Şafiilerin istihsânın aleyhinde öne sürdükleri deliller, doğru bulunursa, bu onların
benimsediği kıyası da geçersiz kılar (M. Ebu Zehra, Usulü'l-Fıkh, s. 270 vd.)
el-Kevserî'nin, Ebu Bekir
er-Râzi'den (ö. 370/980) nakline göre, istihsan iki alanda cereyan eder. a)
İctihad ve re'yimize bırakılmış miktarların miktar ve tespitinde re'yimizi
kullanmak. Mehir, nafaka, tazminat bedeli, yasak ava karşılık kesilecek
hayvanın takdirlerinde olduğu gibi. b) Daha kuvvetli bir delilden dolayı kıyası
terketmek. es-Serahsî (ö. 490/ 1097) bunu şöyle açıklar: "Gerçekte
istihsan iki kıyastan ibaret olup, birisi açık (celî) ve etkisi zayıftır. Buna
"kıyas" adı verilir. Ötekisi kapalı (hafî) ve etkisi kuvvetlidir.

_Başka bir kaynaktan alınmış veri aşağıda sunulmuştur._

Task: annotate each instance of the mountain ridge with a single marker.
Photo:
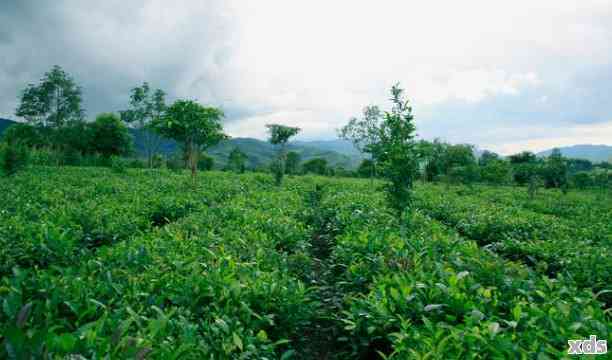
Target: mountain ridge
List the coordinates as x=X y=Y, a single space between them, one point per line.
x=259 y=152
x=336 y=152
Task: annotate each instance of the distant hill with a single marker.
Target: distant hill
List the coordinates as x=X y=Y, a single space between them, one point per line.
x=259 y=152
x=594 y=153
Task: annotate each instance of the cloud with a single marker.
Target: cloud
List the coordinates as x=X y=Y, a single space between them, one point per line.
x=482 y=72
x=112 y=46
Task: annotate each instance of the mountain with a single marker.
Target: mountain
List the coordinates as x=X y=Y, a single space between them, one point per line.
x=339 y=146
x=259 y=152
x=593 y=153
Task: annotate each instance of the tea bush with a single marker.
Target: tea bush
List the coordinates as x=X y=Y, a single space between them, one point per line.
x=148 y=264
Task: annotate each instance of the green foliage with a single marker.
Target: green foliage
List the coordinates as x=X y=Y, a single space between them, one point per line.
x=487 y=157
x=315 y=166
x=292 y=165
x=582 y=180
x=279 y=135
x=467 y=174
x=523 y=173
x=146 y=108
x=522 y=158
x=95 y=264
x=555 y=170
x=441 y=160
x=363 y=133
x=118 y=165
x=237 y=160
x=367 y=169
x=205 y=162
x=195 y=126
x=55 y=101
x=24 y=134
x=13 y=157
x=495 y=172
x=111 y=136
x=395 y=152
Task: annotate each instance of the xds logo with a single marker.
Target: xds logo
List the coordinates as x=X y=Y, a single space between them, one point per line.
x=590 y=347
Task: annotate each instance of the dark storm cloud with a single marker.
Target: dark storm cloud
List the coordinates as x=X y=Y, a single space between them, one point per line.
x=111 y=46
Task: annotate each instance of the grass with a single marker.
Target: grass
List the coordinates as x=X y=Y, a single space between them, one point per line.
x=145 y=265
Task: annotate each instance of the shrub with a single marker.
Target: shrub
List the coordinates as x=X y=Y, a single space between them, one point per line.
x=118 y=165
x=13 y=157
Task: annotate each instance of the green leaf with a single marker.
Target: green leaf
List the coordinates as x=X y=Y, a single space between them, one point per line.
x=237 y=341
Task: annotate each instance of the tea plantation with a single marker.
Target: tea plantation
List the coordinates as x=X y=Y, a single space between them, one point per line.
x=146 y=264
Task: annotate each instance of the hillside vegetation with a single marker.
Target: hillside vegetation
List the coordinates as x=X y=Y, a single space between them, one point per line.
x=144 y=264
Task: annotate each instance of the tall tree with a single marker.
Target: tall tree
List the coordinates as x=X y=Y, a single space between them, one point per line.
x=146 y=106
x=395 y=151
x=362 y=133
x=279 y=135
x=52 y=103
x=555 y=170
x=195 y=126
x=237 y=160
x=111 y=136
x=315 y=166
x=292 y=165
x=390 y=141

Buna da "İstihsân" adı verilir, yani "kıyas-ı müstahsen"
denilir. Bunlarda tercih, tesire göre olup, açıklık ve kapalılık sebebiyle
değildir" (es-Serahsî, el-Mebsut, X, 145; el-Kevserî a.g.e., I, 24-27).
Yukarıdaki kıyasa şu örneği
verebiliriz: Kurt vb. yırtıcı hayvanların etleri haram olduğu gibi, içtikleri
suyun artığı da haramdır. Aynı şekilde yırtıcı kuşların da hem etleri, hem de
artıkları haramdır. Bu zâhir (açık) kıyasın bir sonucudur. İstihsana göre ise,
hafi (gizli) kıyas yoluna gidilerek, başka bir sonuca ulaşılır. Şöyle ki;
yırtıcı hayvanların artıkları salyaları karıştığı için pistir, çünkü salyaları
onların pis olan etlerinden meydana gelmektedir. Yırtıcı kuşlar ise, suyu
gagalarıyla içtikleri için artıkları salyalarıyla temas etmez. Gagaları de
kemik olduğu için artıkta herhangi bir eser bırakmaz. Buna göre, istihsânen
yırtıcı kuşların artığı olan su pislenmez, ancak ihtiyat bakımından böyle bir
suya mekruh denilir.
Bazan şer'i bir delille
çatışan kıyas terkedilerek istihsan yoluna gidilir. Kıyasa göre, unutarak yiyip
içen kimsenin orucu bozulur, fakat bu kimsenin orucunu bozulmayacağına dair Hz.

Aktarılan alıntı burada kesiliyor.